It is amazing how two different worlds can collide. We have been preparing material for an upcoming translation check and we have been working through the book of Mark. As we worked on chapter 14 we came to the section where Jesus and his disciples are in the garden of Gethsemane and Judas Iscariot leads a mob out to find and arrest Jesus. Verse 48 says: “Then Jesus answered and said to them, ‘Have you come out, as against a robber, with swords and clubs to take me’?”
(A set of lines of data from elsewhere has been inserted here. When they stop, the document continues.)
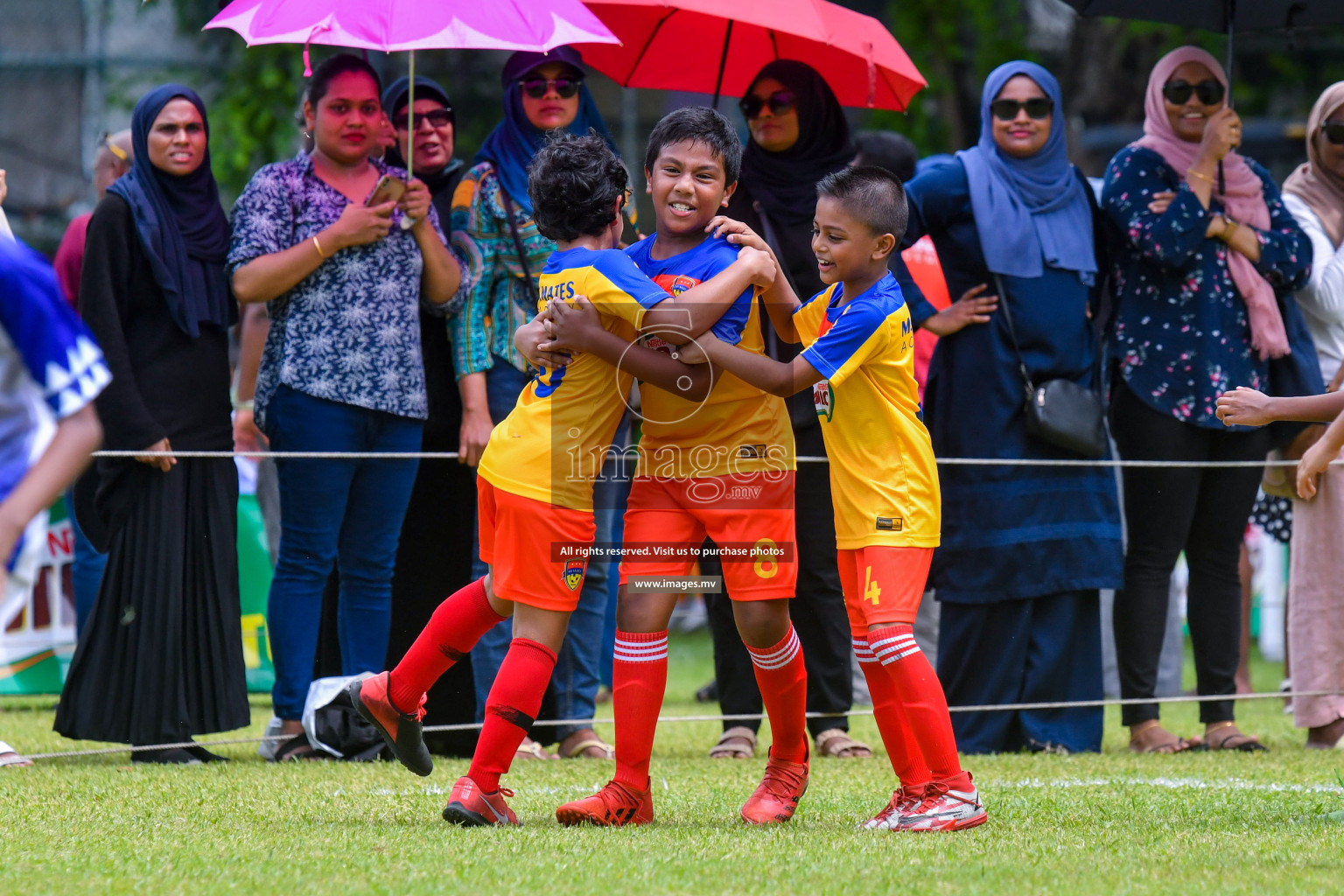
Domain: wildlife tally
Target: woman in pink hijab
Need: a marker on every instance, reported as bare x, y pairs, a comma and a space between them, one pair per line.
1203, 285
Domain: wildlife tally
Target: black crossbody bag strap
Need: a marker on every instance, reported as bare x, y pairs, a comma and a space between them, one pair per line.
1012, 335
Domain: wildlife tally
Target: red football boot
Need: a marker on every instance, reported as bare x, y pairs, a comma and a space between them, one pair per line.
468, 806
613, 806
777, 797
948, 805
402, 731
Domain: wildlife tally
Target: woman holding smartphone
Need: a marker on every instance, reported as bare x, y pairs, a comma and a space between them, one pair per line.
320, 238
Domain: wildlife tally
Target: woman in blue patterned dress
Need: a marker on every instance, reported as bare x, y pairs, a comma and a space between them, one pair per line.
341, 369
1203, 280
1025, 551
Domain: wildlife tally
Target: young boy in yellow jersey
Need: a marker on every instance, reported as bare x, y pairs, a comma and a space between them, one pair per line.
722, 468
858, 359
536, 484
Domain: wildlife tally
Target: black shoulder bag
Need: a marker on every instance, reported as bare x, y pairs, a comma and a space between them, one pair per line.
1058, 411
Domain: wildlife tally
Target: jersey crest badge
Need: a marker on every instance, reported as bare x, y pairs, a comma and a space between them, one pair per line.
824, 399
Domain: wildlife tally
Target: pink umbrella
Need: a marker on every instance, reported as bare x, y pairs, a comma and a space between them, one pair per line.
414, 24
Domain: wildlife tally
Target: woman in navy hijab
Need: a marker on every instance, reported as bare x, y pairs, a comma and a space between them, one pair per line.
160, 659
1025, 550
494, 228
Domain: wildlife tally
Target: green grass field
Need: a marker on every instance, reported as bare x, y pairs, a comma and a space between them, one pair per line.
1095, 823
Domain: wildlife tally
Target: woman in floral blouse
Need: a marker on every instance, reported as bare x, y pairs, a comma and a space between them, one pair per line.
1203, 276
341, 369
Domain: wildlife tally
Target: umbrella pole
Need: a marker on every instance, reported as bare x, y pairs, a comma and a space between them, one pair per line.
724, 62
1230, 12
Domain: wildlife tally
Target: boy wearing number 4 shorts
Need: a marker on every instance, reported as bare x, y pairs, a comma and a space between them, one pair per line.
858, 359
536, 502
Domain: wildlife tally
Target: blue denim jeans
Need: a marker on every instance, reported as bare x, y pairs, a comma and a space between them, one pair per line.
87, 570
344, 512
578, 664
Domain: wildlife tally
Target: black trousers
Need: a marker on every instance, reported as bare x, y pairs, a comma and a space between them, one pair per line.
1172, 509
817, 612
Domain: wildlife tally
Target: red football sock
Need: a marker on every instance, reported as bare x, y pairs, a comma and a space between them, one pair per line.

We discussed the meaning of the term “robber” trying to find a Mwinika term that covered the idea of “revolutionary” or “dangerous criminal.” The term needed to carry the idea that the person the mob was searching for was dangerous enough to warrant the heavily armed multitude. One of the most common local terms for this sort of criminal is “ninja”. Apparently they have watched enough martial arts films to associate the term ninja with groups of people who break into houses at night and are known to kill people. Over time the term has become mainstream and it is now a common Mwinika way of describing that class of criminal. Any time someone has a relative or a friend who is mugged or robbed it is always attributed to the “ma-ninja”. So my translation helpers were sure we should translate this passage to say “have you come out against me with swords and clubs because I am such a dangerous ninja?”
I had to chuckle to myself. Somehow the idea of Jesus being a dangerous ninja had never suggested itself in my mind. I had the funny feeling that two worlds were colliding, or maybe even three worlds. I ended up asking my language helpers if they had another term for dangerous criminals that wasn’t borrowed from martial arts films. They did, and we used it, but not before I had my little laugh.